Novartis has launched schizophrenia treatment Fanapt (iloperidone) in the US, for acute treatment of schizophrenia in adults

Following approval by the US Food and Drug Administration (FDA) last May, Novartis has launched schizophrenia treatment Fanapt (iloperidone) in the US, for acute treatment of schizophrenia in adults.

Fanapt was originally developed by Titan Pharmaceuticals, but then under the license agreement from Novartis, Vanda Pharmaceuticals undertook to pursue the drug's phase III development programme and complete product registration.

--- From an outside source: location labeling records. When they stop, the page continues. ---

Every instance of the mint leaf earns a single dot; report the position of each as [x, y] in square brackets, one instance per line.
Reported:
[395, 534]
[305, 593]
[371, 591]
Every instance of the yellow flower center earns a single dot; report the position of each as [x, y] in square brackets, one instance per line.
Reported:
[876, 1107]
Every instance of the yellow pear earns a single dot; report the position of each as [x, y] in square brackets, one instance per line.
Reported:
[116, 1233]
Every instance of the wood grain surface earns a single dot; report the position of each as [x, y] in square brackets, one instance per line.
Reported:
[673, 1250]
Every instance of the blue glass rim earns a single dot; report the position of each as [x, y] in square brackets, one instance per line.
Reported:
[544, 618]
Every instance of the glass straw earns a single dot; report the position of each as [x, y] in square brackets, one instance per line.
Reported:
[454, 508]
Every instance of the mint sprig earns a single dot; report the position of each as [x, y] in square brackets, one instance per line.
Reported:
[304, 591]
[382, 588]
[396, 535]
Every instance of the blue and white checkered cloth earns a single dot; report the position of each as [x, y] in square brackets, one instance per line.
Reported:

Novartis has exclusive commercialisation rights to the oral formulation of Fanapt in the US and Canada under an agreement with Vanda, as well as exclusive rights to develop and commercialise a long-acting, injectable formulation of this medicine for these markets.

"Schizophrenia remains one of the most debilitating and difficult to treat mental illnesses. The launch of Fanapt is important because there is a need for alternative medications for many individuals who are suffering from this disease," said Ludwig Hantson, PhD, head of pharma North America, CEO, Novartis Pharmaceuticals Corporation.

"In clinical trials, Fanapt was shown to be effective for the symptoms of schizophrenia. Fanapt also showed a low incidence of certain side effects, and the percentage of patients who discontinued treatment was similar to that of placebo."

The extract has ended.